Abstract

Objective: In this article we study the approximation to thermal turbulence from a strictly numerical point of view, without the use of any physical model. The main goal is to analyze the behavior of our numerical method in the large eddy simulation (LES) of thermally coupled turbulent flows at low Mach number.

Methods: Our numerical method is a stabilized finite element approximation based on the variational multiscale method, in which a decomposition of the approximating space into a coarse scale resolvable part and a fine scale subgrid part is performed. Modeling the subscale and taking its effect on the coarse scale problem into account results in a stable formulation. The quality of the final approximation (accuracy, efficiency as LES model) depends on the particular subscale model. The distinctive features of our approach are to consider the subscales as transient and to keep the scale splitting in all the nonlinear terms. Another important contribution of this work is the extension of the orthogonal subgrid scale method widely tested for incompressible flows to variable density flows, using a density-weighted ${\displaystyle L^{2}}$ product to define the orthogonality of the subscales and the finite element spaces.

Results: Referring to numerical testing, we present numerical results for a laminar testcase validation that shows the dissipative behavior of the different stabilized methods.

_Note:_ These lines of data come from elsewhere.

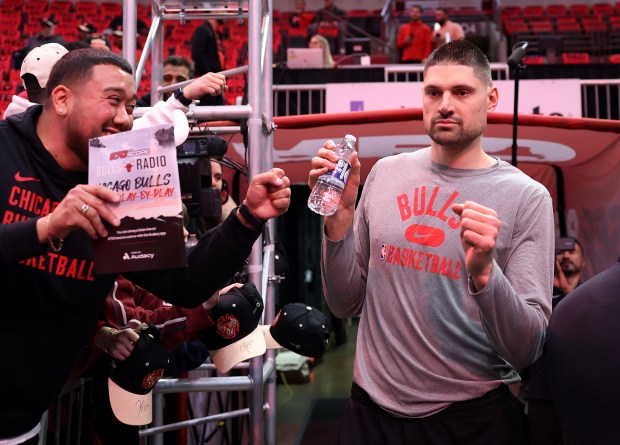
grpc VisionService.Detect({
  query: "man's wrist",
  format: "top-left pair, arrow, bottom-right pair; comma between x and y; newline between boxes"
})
237,204 -> 267,230
174,87 -> 193,107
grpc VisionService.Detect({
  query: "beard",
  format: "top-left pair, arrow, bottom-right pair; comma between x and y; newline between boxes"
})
424,116 -> 486,148
66,115 -> 94,165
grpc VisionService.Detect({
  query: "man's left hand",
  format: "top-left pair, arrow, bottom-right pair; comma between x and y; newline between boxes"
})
245,168 -> 291,220
452,201 -> 501,291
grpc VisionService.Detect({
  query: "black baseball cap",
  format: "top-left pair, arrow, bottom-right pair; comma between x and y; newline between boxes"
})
261,303 -> 329,357
197,283 -> 266,372
108,323 -> 169,425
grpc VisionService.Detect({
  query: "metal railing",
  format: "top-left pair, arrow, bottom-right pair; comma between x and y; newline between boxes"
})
384,62 -> 510,82
273,70 -> 620,120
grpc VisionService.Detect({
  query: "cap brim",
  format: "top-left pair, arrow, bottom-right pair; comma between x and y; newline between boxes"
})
108,379 -> 153,425
258,324 -> 282,349
209,326 -> 267,372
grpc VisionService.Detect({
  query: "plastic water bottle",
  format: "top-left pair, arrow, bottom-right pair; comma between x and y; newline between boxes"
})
308,134 -> 357,216
185,233 -> 198,248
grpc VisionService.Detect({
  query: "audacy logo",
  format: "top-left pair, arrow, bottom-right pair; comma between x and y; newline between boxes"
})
123,252 -> 155,261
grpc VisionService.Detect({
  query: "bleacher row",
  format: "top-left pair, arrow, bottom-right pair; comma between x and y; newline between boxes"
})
501,2 -> 620,63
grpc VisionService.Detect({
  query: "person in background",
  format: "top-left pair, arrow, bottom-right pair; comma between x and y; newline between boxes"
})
545,263 -> 620,445
308,40 -> 554,445
524,237 -> 586,445
0,48 -> 290,444
192,19 -> 224,105
315,0 -> 346,26
77,22 -> 97,41
432,8 -> 465,49
396,5 -> 431,63
111,28 -> 123,56
308,34 -> 334,68
138,55 -> 194,107
211,159 -> 237,222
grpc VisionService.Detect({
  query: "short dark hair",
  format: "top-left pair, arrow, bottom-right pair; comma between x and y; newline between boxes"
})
45,47 -> 133,100
163,55 -> 194,78
424,40 -> 493,86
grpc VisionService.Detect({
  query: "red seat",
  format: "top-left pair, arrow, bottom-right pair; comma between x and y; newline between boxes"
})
523,5 -> 545,18
581,18 -> 607,33
346,9 -> 370,17
502,6 -> 523,17
504,17 -> 530,35
456,6 -> 482,16
568,3 -> 590,17
523,55 -> 545,65
592,3 -> 614,17
545,4 -> 568,17
530,21 -> 553,34
316,25 -> 340,38
49,0 -> 72,13
555,15 -> 578,25
75,1 -> 98,15
557,22 -> 581,33
562,53 -> 590,64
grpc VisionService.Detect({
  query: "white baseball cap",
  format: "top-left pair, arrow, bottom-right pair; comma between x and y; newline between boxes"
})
108,325 -> 169,425
19,43 -> 69,89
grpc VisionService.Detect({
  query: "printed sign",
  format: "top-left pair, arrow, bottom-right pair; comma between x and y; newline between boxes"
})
88,125 -> 186,274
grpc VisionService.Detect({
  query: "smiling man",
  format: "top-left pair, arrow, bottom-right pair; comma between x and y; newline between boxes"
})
308,40 -> 554,445
0,48 -> 290,444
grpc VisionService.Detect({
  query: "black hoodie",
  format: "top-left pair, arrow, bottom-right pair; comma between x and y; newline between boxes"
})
0,106 -> 260,439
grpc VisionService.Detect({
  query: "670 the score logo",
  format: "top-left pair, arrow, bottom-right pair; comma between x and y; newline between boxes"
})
110,148 -> 151,161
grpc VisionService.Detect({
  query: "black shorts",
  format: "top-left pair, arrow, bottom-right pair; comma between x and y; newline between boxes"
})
338,383 -> 527,445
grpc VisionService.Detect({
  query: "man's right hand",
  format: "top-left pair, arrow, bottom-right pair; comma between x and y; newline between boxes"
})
37,184 -> 121,244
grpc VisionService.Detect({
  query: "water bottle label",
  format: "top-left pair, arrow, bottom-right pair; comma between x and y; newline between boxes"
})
331,159 -> 351,184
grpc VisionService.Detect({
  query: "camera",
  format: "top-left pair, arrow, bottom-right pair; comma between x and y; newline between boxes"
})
177,135 -> 228,218
555,237 -> 575,253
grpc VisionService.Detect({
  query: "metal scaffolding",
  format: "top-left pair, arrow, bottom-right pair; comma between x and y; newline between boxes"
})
123,0 -> 277,445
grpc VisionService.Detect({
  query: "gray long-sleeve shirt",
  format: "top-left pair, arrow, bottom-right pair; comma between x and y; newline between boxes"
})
321,148 -> 555,417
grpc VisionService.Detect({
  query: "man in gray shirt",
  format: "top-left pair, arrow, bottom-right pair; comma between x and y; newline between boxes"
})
309,40 -> 554,445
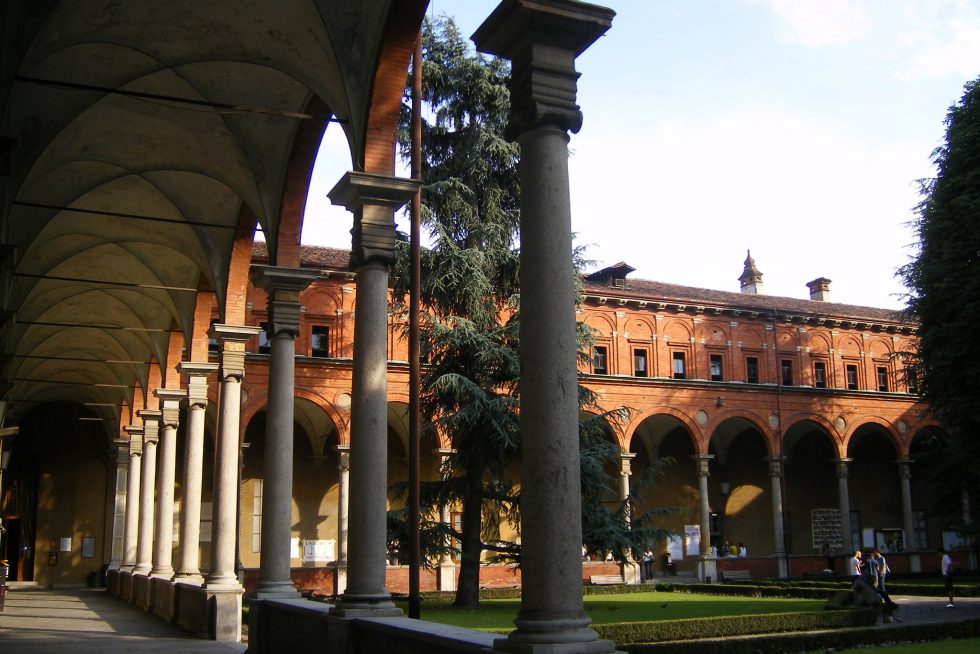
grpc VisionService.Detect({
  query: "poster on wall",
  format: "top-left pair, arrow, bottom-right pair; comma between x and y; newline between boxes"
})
303,540 -> 337,563
674,525 -> 701,559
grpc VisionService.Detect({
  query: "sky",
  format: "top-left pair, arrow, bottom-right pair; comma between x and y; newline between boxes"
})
303,0 -> 980,308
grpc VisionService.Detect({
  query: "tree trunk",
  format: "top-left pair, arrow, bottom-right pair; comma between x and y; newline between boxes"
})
453,474 -> 483,609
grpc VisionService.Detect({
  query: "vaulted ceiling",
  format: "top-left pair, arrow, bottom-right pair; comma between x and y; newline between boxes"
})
0,0 -> 425,436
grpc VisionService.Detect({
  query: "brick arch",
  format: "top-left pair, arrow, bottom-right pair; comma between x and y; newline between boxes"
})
704,409 -> 777,456
695,320 -> 731,345
842,416 -> 908,457
354,2 -> 427,175
623,406 -> 708,454
735,326 -> 766,350
807,331 -> 833,354
780,413 -> 847,459
269,97 -> 331,268
663,318 -> 694,345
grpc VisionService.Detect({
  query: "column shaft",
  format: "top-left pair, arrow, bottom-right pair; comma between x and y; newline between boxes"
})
837,459 -> 860,551
204,325 -> 259,592
133,409 -> 160,575
174,362 -> 218,586
120,434 -> 143,572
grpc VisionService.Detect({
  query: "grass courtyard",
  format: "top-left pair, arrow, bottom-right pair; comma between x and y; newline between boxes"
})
394,591 -> 826,629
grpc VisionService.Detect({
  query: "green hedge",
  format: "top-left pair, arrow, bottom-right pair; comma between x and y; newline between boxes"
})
619,618 -> 980,654
592,609 -> 875,645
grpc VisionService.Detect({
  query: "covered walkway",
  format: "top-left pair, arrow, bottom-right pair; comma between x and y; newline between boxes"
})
0,582 -> 245,654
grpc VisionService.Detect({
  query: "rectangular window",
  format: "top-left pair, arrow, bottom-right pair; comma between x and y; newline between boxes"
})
711,354 -> 725,381
813,361 -> 827,388
310,325 -> 330,357
779,359 -> 793,386
592,345 -> 608,375
878,366 -> 888,393
259,322 -> 272,354
633,350 -> 647,377
673,352 -> 687,379
208,318 -> 218,353
912,511 -> 929,550
905,368 -> 919,395
252,479 -> 262,552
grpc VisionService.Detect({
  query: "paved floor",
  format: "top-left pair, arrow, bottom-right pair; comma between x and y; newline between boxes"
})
0,582 -> 980,654
0,582 -> 245,654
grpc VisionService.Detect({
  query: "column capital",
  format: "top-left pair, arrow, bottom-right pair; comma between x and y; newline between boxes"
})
153,388 -> 187,429
327,171 -> 422,270
177,361 -> 218,409
123,425 -> 143,456
209,324 -> 262,382
136,409 -> 163,445
472,0 -> 616,140
691,454 -> 715,477
251,266 -> 320,338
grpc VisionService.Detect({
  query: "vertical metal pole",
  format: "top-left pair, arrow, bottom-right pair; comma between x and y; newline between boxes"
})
408,30 -> 422,620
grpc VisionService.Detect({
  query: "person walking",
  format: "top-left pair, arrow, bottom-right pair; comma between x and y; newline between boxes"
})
938,547 -> 953,609
847,550 -> 861,577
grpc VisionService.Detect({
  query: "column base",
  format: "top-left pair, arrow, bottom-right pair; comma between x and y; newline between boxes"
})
698,556 -> 718,584
330,594 -> 405,618
492,618 -> 617,654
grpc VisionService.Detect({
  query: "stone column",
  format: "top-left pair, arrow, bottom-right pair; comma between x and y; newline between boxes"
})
328,172 -> 420,617
204,324 -> 262,592
133,409 -> 160,575
836,458 -> 861,553
619,454 -> 642,584
109,438 -> 129,570
334,445 -> 350,595
436,449 -> 456,591
767,456 -> 789,578
150,388 -> 185,579
473,0 -> 615,653
174,361 -> 218,586
898,459 -> 922,572
119,425 -> 143,573
252,266 -> 319,599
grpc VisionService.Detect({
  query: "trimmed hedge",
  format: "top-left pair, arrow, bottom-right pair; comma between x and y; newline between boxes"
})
592,609 -> 875,645
620,618 -> 980,654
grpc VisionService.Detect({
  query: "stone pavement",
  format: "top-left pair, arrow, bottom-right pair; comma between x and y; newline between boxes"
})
0,582 -> 980,654
0,582 -> 245,654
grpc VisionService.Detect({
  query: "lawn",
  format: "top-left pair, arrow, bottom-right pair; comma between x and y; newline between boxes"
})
394,592 -> 826,629
810,638 -> 980,654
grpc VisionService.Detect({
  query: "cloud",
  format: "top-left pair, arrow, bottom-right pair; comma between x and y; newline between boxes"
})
767,0 -> 871,46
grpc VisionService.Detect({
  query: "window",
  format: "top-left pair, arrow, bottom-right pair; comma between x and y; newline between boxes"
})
252,479 -> 262,552
310,325 -> 330,357
711,354 -> 724,381
779,359 -> 793,386
633,350 -> 647,377
592,345 -> 608,375
813,361 -> 827,388
905,368 -> 919,395
909,511 -> 929,550
259,322 -> 272,354
673,352 -> 687,379
878,366 -> 888,393
208,318 -> 220,354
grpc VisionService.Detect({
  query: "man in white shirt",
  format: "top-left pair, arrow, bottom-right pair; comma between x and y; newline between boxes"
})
939,547 -> 953,609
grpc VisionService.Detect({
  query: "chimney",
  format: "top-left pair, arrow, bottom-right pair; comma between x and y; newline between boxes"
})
806,277 -> 830,302
738,250 -> 762,295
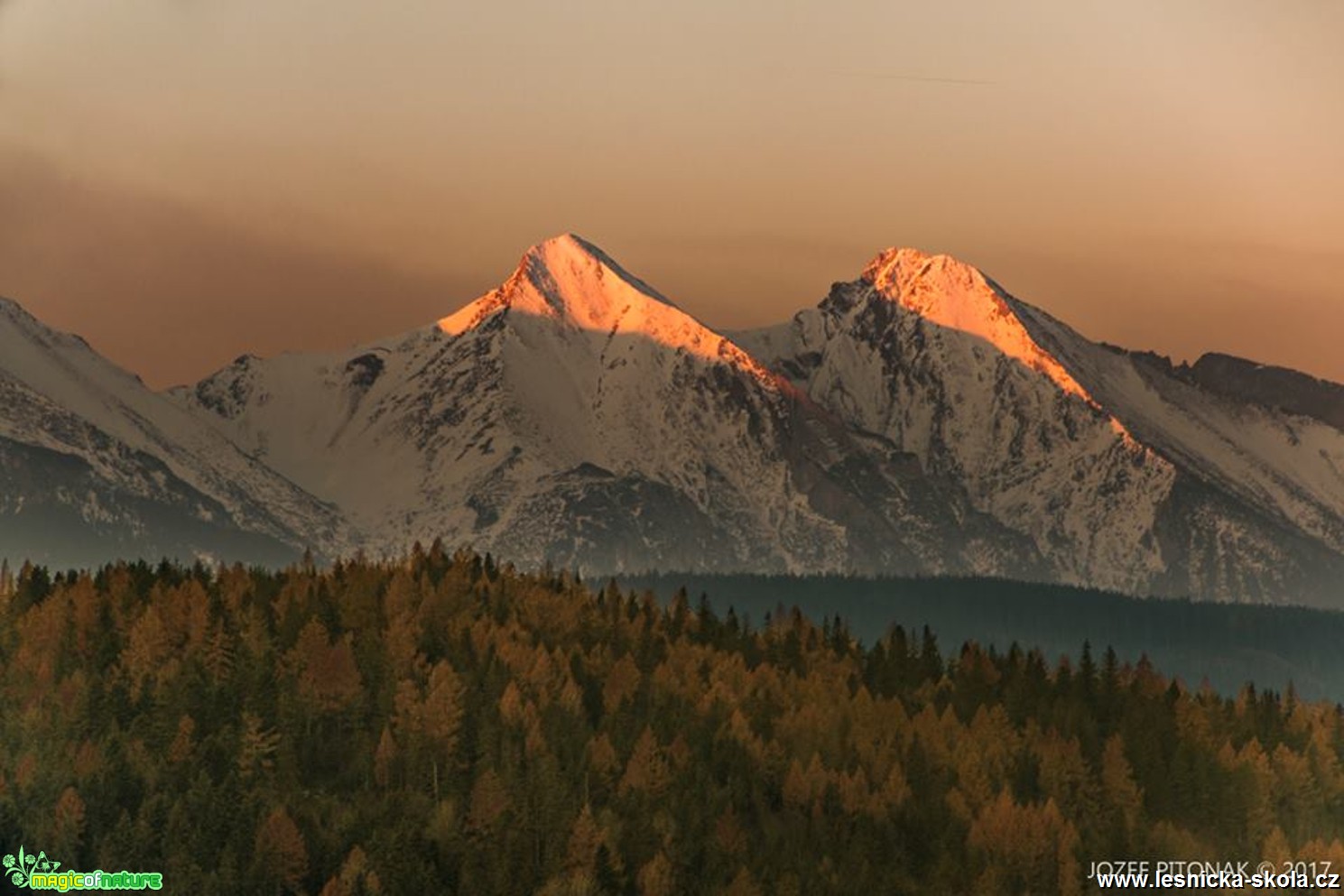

Then, we present results of the numerical simulation of two turbulent flow problems, the turbulent channel flow with large temperature differences in the wall normal direction at ${\displaystyle Re_{r}=180}$, and the turbulent thermally driven cavity with aspect ratio 4. The behavior of the method is evaluated by comparison against results available in the literature obtained using LES and direct numerical simulation (DNS). They are explained based on a careful analysis of the dissipative structure of the method, showing the physical interpretation of the subgrid scale method presented.

Conclusion: The material presented here is a clear indication of the potential of the method to model all kinds of turbulent thermally coupled flows. The formulation is the same in laminar and turbulent regimes.